[Date Prev][Date Next][Thread Prev][Thread Next][Date Index][Thread Index]

st: Difference in Difference for Proportions

From   Misha Spisok <>
Subject   st: Difference in Difference for Proportions
Date   Thu, 17 Sep 2009 13:30:30 -0700

Hello, Statalist,

In brief, how does one test a difference in difference of proportions?
 My question is re-stated briefly at the end with reference to the
variables I present.  A formula and/or reference would be appreciated
if no command exists.

I would like to test a difference in difference of proportions.
-prtest- and -prtesti- do not work (easily) for my data, even for a
simple test of differences.  I have data grouped such that, for N
states, I have the number of persons in state i with a condition (the
variable for that count is f) and the population of state i in year y
(pop).  A "treatment" is applied and the pre-treatment period is t=0
and the post-treatment period is t=1.  One can consider south=1 to be
the treated and south=0 to be the non-treated group.

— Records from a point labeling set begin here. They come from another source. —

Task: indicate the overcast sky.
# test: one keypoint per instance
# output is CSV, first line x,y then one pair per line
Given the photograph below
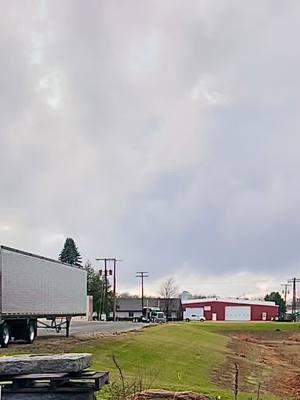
x,y
165,133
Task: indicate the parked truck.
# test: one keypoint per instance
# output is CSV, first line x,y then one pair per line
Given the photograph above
x,y
37,292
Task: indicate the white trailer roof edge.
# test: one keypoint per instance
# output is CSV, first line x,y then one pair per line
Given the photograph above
x,y
26,253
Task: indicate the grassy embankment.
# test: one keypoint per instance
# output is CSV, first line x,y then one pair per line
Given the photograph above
x,y
181,356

For example, some observations may look like this:
state  year   pop          f           t   south
1       1990  1200000  10000   0  0
50     1990  3000000  900       0  1
1       2000  1500000  21000   1  0
50     2000  3900000  2900     1  1

For differences in proportions within, for example, the pre-treatment
period, for states in two regions (south==0 and south==1), I use,

egen f_north_0 = sum(f) if south==0 & t==0
egen pop_north_0 = sum(pop) if south==0 & t==0

egen f_south_0 = sum(f) if south==1 & t==0
egen pop_south_0 = sum(pop) if south==1 & t==0

gen phat_n_0 = f_north_0/pop_north_0 /* proportion in north pre-treatment */
gen phat_s_0 = f_south_0/pop_south_0 /* proportion in south pre-treatment */
gen sp_n_0 = sqrt(phat_n_0*(1 - phat_n_0)/pop_north_0) /* standard
error for phat_n_0 */
gen sp_s_0 = sqrt(phat_s_0*(1 - phat_s_0)/pop_south_0) /* standard
error for phat_s_0 */

egen fn_0 = mean(f_north_0)
egen fs_0 = mean(f_south_0)
egen pn_0 = mean(pop_north_0)
egen ps_0 = mean(pop_south_0)

gen phat_0 = (fn_0 + fs_0)/(pn_0 + ps_0) /* pooled proportion, pre-treatment */
gen qhat_0 = 1 - phat_0

gen sp_0 = sqrt(phat_0*qhat_0*(1/pn_0 + 1/ps_0)) /* standard error of
difference of proportions */

gen z_0 = (fs_0/ps_0 - fn_0/pn_0)/sp_0

(At this point I suppose I could use -prtesti- by summarizing the
relevant variables then typing the results into the prtesti
command...In any case, I think that neither -prtest- nor -prtesti-
will help me with testing a difference in differences.)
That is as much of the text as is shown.